LONDON (AA) – Former British Prime Minister Tony Blair criticized the “imbecilic” US decision to withdraw from Afghanistan as “tragic, dangerous, unnecessary.”
He made the comments in an article published on the website of his Institute for Global Change think tank on Saturday.
Blair, who was prime minister during the invasion of Afghanistan in 2001 and Iraq in 2003, said the UK risks being relegated to “the second division of global powers.”
“We didn’t need to do it. We chose to do it. We did it in obedience to an imbecilic political slogan about ending ‘the forever wars’,” he wrote.
“The abandonment of Afghanistan and its people is tragic, dangerous, unnecessary, not in their interests and not in ours.”
In a not-so-subtle swipe at US President Joe Biden, Blair said: “Russia, China and Iran will see and take advantage. Anyone given commitments by Western Leaders will understandably regard them as unstable currency.
“We did it because our politics seemed to demand it. And that’s the worry of our allies and the source of rejoicing in those who wish us ill. They think Western politics is broken.”

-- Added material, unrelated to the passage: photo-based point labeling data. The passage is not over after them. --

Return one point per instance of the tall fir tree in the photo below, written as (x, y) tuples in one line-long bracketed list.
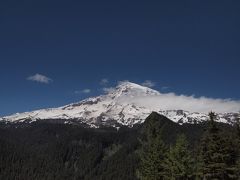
[(151, 154), (218, 154), (179, 164)]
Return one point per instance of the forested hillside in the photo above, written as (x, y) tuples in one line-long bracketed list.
[(45, 151)]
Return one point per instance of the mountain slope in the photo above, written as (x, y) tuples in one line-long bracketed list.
[(119, 107)]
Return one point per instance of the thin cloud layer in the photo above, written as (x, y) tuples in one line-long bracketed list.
[(40, 78), (104, 81), (171, 101), (84, 91), (108, 89), (148, 83)]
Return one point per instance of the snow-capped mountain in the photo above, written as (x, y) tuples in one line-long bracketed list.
[(120, 106)]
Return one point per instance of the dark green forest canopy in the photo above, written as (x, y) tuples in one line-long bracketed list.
[(43, 151)]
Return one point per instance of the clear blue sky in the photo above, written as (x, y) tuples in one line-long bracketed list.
[(192, 47)]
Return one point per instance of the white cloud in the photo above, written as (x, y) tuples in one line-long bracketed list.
[(108, 90), (40, 78), (164, 88), (84, 91), (148, 83), (171, 101), (104, 81)]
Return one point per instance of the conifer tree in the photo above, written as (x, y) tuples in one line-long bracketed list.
[(152, 154), (218, 153), (179, 164)]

He added that “the deep politicization of foreign policy and security issues” was weakening American power.
Blair then turned his attention to Britain, Brexit, and its alliances – or lack thereof.

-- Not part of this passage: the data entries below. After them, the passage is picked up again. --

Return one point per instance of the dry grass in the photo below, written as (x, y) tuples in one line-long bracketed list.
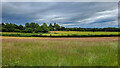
[(21, 51)]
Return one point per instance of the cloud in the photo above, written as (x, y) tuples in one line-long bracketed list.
[(68, 14)]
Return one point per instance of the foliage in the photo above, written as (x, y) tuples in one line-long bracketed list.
[(34, 27)]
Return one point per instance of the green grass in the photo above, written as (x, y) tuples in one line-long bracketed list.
[(51, 52), (61, 33)]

“And for Britain, out of Europe and suffering the end of the Afghanistan mission by our greatest ally with little or no consultation, we have serious reflection to do,” he wrote.

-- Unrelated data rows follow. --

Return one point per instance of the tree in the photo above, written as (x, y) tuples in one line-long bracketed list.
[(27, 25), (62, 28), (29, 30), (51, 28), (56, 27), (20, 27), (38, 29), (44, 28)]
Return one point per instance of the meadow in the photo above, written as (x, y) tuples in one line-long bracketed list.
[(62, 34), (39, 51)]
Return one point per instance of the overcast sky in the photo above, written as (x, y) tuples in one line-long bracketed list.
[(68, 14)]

“We don’t see it yet. But we are at risk of relegation to the second division of global powers. Maybe we don’t mind. But we should at least take the decision deliberatively.”
He added: “If the West wants to shape the 21st Century it will take commitment. Through thick and thin. When it’s rough as well as easy. Making sure allies have confidence and opponents caution.
“It will require parts of the right in politics to understand that isolation in an interconnected world is self-defeating; and parts of the left to accept that intervention can sometimes be necessary to uphold our values.”
As for the future, Blair said the West must evacuate and give sanctuary to Afghans who helped Western forces.
He said there must be “no repetition of arbitrary deadlines” and that it was a “moral obligation to keep at it” until everyone who needs evacuating is evacuated, adding: “And we should do so not grudgingly but out of a deep sense of humanity and responsibility.”
He then called on the West to find a way to exert “maximum pressure” on the Taliban, saying that while the West had given up much of its leverage, it still retained some.
“The Taliban will face very difficult decisions and likely divide deeply over them. The country, its finances and its public sector workforce are significantly dependent on aid notably from the USA, Japan, the UK and others,” Blair said.
“The average age of the population is 18. A majority of Afghans have known freedom and not known the Taliban regime. They will not all conform quietly.”
He said Prime Minister Boris Johnson must use the UK’s position as the current chair of the G7 to coordinate its members’ response to Afghanistan.
“We need to draw up a list of incentives, sanctions, actions we can take including to protect the civilian population so the Taliban understand their actions will have consequences,” Blair wrote.
“This is urgent. The disarray of the past weeks needs to be replaced by something resembling coherence, and with a plan that is credible and realistic.”